Here are the calculcations from Trend Engeering. They have used a calculation of 70 VMs but state “Even if you are not planning on running as many VM’s it is still suggested to set the value to 512mb. “

—————————————————————————————————————————————–

We use 432 bytes per TCP connection so for the mathematical calculation lets roundup to 512 bytes per TCP allocation.

If using the default values for the Maximum TCP Connections. <SystemSetting name=”maxConnectionsTcp” value=”10000″ />

With this 512 bytes  * 10000 connection = 5MB per VM so we need to have 70*5MB = 350MB minimum memory for the visor memory for the connection tables only.

In addition to this we will need ~ 70 MB to run the FD so it comes down to 420 MB.

We recommend bumping to 512MB and verify the results.  e.g. esxcfg-module -s DSAFILTER_HEAP_MAX_SIZE=536870912 dvfilter-dsa

To verify the setting, execute: % esxcfg-module -g dvfilter-dsa The setting will not take effect until the driver is reloaded.  Reloading will either require a reboot (best option) of ESX.

———————————————————————————————————————————————-

If you are running DS 8 and ESXi 5.0 and you have already implemented the MOD_TIMER=0 fix, the next step will be to manually set the MAX_HEAP_SIZE to 512MB.

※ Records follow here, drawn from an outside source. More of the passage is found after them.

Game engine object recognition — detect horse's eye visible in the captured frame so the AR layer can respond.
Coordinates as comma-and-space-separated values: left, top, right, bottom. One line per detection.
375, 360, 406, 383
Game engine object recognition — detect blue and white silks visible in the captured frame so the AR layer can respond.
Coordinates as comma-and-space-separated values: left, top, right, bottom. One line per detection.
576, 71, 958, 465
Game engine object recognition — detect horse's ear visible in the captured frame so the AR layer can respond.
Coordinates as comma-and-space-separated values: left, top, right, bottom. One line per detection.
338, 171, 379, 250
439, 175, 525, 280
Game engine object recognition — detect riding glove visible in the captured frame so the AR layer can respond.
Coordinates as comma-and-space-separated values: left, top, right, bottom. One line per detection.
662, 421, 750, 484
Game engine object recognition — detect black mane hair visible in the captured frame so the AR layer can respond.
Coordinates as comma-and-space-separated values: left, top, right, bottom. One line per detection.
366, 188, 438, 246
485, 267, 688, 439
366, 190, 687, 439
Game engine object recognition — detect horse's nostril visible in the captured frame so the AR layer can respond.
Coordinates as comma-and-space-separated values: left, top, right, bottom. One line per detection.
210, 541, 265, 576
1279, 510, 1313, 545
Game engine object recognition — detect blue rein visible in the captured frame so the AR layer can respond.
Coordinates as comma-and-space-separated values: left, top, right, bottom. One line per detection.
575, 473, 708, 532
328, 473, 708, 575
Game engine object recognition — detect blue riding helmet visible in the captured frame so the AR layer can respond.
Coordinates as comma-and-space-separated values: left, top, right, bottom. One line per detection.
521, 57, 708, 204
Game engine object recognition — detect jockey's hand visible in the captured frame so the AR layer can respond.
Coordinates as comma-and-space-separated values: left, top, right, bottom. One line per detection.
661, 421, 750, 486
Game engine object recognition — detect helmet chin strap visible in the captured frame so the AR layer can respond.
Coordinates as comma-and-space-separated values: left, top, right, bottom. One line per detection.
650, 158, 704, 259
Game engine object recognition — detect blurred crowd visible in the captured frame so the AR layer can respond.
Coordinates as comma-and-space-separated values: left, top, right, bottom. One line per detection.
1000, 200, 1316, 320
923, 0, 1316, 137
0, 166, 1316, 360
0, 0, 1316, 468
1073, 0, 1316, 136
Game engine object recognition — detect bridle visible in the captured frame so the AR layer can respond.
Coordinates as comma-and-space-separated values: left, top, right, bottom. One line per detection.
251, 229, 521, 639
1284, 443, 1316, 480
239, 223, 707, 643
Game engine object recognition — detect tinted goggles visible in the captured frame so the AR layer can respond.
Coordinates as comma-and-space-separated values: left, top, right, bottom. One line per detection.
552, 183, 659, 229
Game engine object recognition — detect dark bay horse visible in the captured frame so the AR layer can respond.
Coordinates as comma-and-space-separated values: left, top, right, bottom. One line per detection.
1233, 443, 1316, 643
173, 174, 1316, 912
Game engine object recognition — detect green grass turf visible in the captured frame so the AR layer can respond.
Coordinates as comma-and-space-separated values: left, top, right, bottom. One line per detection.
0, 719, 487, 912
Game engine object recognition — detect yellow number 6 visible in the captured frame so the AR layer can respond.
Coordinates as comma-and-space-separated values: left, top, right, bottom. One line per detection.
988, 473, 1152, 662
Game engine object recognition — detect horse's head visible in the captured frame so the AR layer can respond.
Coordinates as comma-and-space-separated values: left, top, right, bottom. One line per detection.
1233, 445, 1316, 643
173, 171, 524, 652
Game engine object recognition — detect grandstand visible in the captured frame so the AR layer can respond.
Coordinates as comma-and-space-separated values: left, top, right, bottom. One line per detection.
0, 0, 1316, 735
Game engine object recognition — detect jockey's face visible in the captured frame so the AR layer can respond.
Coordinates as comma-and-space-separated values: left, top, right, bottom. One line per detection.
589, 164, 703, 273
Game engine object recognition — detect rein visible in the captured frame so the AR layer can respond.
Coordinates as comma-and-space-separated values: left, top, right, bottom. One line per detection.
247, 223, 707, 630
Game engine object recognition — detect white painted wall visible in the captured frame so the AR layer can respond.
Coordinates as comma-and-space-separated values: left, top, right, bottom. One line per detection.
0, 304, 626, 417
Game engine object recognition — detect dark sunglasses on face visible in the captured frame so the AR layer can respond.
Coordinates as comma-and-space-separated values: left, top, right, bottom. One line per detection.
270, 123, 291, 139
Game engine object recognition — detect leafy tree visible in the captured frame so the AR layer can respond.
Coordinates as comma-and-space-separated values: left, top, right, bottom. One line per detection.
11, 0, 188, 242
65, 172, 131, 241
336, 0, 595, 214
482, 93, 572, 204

This solved the issue for me and we haven’t had a single crash since.

About frikking time!

———————————————————————————————————————————————-

Update 30/05/2012

Michael Gioia from Trend contacted me to give me a more detailed analysis of why this issue occurs.

First of all there is Trend KB article out for this issue — http://esupport.trendmicro.com/solution/en-us/1060125.aspx

It sounds like there are a few unhappy customers out there. In Trend’s defence and the point put across by Michael, is that it is very difficult to ensure 100% compatibility with  two products that are integrated in the kernel such as the ESXi hypervisor and the Trend filter.

This anomaly is only supposed to occur in very rare circumstances when the filter driver is under sever exhaustion of memory (circa 4 bytes).

In theory this issue shouldn’t occur with many customers then, but to be honest my setup was not anything special or extreme, so I’d be surprised if more customers weren’t affected by this.

On the plus side, the developers should have released a fix in 7.5 SP4 and 8.0 SP1 which are both available now.

I still have to verify this – until I am confident the issue is resolved my HEAP_MAX_SIZE settings will remain!